For the second time in as many weeks, Vivendi (VIVEF.PK) is signaling that it may not sell its 20 percent stake in NBC Universal, which would thwart a $30 billion deal to make Comcast (CMSCA) the majority owner. If the much anticipated deal does not materialize in three weeks, there will be widespread fallout.

Vivendi Chief Financial Officer Philippe Capron said today no board decision has been made yet about the "complex" situation. "We have never been closer to the end of the story.
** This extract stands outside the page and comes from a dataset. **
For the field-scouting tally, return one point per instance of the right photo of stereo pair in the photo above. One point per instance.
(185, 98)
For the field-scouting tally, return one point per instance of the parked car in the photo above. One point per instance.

It's in the future, but I can't comment on the timing or the likelihood of what will happen," Capron said at the Morgan Stanley (MS) Technology, Media and Telecoms Conference in Barcelona.

That could be negotiation rhetoric, given reports that Vivendi is trying to squeeze more money out of NBCU's 80 percent co-owner, General Electric (GE). As it is, cash-strapped GE would place $12 billion against the new NBCU to buy out Vivendi. GE would be a minority owner in NBCU with Comcast.

Vivendi also could seek to sell its stake to a third party or to the public (in a stock offering). Vivendi has until 2012 to sell its stake during an annual window from Nov. 15 to Dec. 10.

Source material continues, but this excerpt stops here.